Street dance stories feature at Fringe with Betwixt
Liz Hobday |

Street dance is a rigorous art, according to dancer Wanida Serce, though it’s often not treated as such.
“The thing is with street dance, a lot of the time it’s not platformed in a way that can really show that it’s in art form,” Serce told AAP.
The dancer and choreographer’s new show Betwixt, part of the slate at the Adelaide Fringe, combines spoken-word poetry with street dance.
Betwixt takes street dance and makes it personal: each of the five performers spent time with a writer who listened to their stories and created a spoken-word soundtrack from them.
Serce especially wanted to tell the stories of people of colour through her dance collective Pink Matter.
“People just see us from the outside, they don’t really know anything about us, so I really want to show what Betwixt represented to me – the in-between,” she said.
The 30-year-old grew up in Logan, south of Brisbane, dancing to hip-hop in her bedroom, loving artists such as Jamaican rapper Sean Paul and Destiny’s Child, and dreaming of being a dancer.
“I always knew, at that time I thought dancing was the only thing I’m good at,” she said.
Street is an umbrella term for non-technical dance styles including hip-hop, breakdancing, popping, dancehall, ballroom and waacking, but even Serce finds it challenging to define what street dance is.
“A lot of black, Latinx and African American people created those styles and it was during a time of a lot of fighting and oppression,” she said.
“Street is a humble journey, it’s full of wisdom, it’s honest, there’s no apologies,” dancer Joshua Taliani told AAP.
Street has evolved to become commercial, featuring in music videos, shows and dance classes. From dancing in her bedroom, Serce has performed at the Commonwealth Games, and in campaigns for Absolut Vodka and Universal Store.
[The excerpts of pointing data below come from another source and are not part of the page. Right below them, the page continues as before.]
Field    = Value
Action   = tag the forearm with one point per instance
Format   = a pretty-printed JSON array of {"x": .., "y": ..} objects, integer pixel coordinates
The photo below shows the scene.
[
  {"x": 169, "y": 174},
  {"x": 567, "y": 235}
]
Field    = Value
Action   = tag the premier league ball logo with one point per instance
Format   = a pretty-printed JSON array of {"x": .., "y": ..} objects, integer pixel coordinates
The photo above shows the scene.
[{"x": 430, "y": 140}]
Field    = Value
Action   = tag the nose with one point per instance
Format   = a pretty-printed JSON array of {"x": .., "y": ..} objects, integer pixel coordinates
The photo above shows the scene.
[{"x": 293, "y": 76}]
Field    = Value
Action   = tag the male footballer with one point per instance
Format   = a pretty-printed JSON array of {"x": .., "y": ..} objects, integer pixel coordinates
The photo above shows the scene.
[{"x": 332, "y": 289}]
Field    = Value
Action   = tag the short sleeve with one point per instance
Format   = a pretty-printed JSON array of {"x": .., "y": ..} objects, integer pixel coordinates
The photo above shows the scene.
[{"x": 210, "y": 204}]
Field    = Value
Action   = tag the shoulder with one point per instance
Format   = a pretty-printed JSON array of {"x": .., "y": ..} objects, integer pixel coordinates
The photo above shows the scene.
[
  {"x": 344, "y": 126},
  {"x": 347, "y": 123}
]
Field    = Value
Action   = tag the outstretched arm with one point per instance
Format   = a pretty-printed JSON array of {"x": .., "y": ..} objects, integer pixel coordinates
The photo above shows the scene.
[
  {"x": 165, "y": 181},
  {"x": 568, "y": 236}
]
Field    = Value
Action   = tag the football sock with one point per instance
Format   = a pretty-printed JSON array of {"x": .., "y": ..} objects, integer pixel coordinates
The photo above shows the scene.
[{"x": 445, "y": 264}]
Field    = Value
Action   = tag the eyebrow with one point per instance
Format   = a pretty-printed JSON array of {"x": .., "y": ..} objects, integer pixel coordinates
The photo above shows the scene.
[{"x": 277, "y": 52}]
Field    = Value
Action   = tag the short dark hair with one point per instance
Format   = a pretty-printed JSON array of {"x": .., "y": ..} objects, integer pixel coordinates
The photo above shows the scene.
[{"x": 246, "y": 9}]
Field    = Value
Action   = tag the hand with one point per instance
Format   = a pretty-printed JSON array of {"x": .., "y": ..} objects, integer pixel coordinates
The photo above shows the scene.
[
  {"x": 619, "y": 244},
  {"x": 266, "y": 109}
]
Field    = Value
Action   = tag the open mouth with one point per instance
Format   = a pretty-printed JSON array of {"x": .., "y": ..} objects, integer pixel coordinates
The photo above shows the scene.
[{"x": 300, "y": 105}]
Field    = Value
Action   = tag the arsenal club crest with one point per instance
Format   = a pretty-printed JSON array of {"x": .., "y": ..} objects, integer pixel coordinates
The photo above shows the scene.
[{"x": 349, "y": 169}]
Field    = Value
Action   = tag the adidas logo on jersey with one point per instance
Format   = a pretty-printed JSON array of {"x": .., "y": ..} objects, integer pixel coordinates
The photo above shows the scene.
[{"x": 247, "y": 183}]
Betwixt premiered to sold-out audiences at Brisbane’s Mad Dance Festival 2022 and is on at the Fringe before a season at Metro Arts in Brisbane.
The show has audiences laughing one moment and crying the next, Serce said.
“They were on such a roller-coaster, I was really happy they came along for the ride.”
Betwixt was developed with Brisbane’s Metro Arts, an organisation that supports individual artists to develop contemporary work.
The Adelaide Fringe runs until March 19.